Il Gup di Ragusa ha condannato, con l’accusa di omicidio colposo, a due anni di reclusione ciascuno due vittoriesi, titolari rispettivamente di un’azienda appaltatrice e l’altra sub appaltatrice di lavori nelle serre, per non avere messo in atto le misure relative alla sicurezza sul lavoro nei confronti di un operaio, deceduto nel 2018 a seguito di una rovinosa caduta.
Un’impresa agricola aveva affidato i lavori di sostituzione di cremagliere e bullonerie e della posa del film plastico su alcuni impianti serricoli del Vittoriese. Nel corso di questi lavori, appaltati e sub appaltati, l’8 agosto 2018, Amor El Azrak non assunto regolarmente dalla ditta sub appaltatrice, era precipitato da 6 metri di altezza.

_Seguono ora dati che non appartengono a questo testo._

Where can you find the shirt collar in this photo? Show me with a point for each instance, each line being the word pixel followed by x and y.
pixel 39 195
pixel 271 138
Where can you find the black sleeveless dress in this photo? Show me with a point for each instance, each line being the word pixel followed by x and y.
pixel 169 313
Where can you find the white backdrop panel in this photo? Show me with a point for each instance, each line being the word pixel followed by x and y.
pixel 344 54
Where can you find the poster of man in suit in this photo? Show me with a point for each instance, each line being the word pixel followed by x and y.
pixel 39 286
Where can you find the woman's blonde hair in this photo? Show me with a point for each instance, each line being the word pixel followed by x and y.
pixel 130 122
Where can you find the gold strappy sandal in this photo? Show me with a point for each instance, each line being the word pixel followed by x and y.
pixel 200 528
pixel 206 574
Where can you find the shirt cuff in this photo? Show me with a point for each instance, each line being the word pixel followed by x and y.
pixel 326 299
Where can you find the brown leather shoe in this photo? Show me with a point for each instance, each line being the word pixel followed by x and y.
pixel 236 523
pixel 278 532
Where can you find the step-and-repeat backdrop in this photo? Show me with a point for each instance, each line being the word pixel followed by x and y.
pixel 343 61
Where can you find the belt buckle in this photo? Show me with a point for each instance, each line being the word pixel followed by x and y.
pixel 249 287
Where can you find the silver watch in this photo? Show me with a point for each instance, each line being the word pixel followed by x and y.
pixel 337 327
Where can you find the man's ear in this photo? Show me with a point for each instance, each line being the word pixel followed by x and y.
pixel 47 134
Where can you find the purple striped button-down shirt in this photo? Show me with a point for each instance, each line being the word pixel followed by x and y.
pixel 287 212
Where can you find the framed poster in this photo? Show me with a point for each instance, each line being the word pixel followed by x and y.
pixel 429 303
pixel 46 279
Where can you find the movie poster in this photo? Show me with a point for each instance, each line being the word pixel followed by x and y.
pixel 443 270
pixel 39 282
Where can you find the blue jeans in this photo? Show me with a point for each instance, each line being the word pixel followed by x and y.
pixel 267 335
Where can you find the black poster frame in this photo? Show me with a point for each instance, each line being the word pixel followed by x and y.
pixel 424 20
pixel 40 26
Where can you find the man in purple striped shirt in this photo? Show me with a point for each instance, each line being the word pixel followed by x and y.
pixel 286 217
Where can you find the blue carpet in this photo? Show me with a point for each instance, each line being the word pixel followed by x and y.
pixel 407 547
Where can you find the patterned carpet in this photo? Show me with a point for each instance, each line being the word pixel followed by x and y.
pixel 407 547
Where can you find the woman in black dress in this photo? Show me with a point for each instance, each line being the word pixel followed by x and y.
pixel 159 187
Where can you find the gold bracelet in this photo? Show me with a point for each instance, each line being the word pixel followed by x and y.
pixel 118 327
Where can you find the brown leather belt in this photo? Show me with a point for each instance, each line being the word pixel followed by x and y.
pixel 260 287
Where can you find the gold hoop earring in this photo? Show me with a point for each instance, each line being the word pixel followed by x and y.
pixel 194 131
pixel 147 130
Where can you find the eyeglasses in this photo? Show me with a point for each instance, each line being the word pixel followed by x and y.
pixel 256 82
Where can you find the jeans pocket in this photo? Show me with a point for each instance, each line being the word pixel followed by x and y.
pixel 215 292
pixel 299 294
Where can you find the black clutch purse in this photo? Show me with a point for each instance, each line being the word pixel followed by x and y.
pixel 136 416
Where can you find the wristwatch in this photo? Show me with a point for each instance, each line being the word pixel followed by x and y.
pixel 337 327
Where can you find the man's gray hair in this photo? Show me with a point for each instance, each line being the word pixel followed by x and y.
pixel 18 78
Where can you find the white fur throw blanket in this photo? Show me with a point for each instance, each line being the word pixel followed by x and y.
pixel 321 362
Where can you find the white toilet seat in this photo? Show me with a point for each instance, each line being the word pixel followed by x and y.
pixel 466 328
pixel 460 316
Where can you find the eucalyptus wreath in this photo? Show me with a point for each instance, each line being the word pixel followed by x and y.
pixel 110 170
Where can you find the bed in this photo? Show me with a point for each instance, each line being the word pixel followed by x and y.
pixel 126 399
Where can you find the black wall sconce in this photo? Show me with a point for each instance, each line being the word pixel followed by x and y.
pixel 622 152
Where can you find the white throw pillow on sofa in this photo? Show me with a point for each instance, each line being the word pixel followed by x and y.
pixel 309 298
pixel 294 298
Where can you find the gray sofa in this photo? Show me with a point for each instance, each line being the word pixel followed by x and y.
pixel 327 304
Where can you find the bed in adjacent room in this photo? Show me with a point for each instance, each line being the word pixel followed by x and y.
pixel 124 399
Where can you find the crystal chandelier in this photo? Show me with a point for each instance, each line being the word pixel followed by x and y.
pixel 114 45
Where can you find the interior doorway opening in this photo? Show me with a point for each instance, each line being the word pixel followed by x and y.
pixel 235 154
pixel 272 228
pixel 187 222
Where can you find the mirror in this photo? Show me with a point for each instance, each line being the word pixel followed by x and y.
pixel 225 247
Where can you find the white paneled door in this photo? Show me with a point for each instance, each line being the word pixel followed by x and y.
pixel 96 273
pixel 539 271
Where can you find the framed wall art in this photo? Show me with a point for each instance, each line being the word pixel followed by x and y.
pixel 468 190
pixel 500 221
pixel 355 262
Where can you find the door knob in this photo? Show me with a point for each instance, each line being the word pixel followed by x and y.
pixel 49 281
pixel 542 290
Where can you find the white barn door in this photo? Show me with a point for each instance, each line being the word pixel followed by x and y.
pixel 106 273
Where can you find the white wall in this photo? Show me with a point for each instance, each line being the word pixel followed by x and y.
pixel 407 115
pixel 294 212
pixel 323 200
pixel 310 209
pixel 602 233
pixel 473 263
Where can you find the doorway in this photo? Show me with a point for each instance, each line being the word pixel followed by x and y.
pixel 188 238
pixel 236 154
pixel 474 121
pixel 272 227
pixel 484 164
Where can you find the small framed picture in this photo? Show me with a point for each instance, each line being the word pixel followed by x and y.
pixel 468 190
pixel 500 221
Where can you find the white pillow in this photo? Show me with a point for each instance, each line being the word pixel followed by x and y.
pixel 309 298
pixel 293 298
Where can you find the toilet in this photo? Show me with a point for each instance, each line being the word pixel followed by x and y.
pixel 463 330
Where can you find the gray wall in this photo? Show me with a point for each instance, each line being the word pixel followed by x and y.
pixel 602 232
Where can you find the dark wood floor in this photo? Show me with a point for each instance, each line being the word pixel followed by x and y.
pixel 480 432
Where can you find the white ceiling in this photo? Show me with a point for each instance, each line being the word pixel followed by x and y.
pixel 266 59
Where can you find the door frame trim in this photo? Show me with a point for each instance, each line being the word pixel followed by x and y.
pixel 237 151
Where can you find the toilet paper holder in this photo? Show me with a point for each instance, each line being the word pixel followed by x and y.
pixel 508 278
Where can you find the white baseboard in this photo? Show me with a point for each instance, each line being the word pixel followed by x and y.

Nonostante i soccorsi immediati, l’uomo trasferito all’Ospedale “Cannizzaro” di Catania, morì dopo qualche giorno di agonia. I due sono stati giudicati col rito abbreviato. Il magistrato ha disposto la sospensione della pena se entro il termine di 6 mesi i due imprenditori liquideranno alle 5 parti civili costituite, la somma complessiva di 200.000 euro stabilita come provvisionale.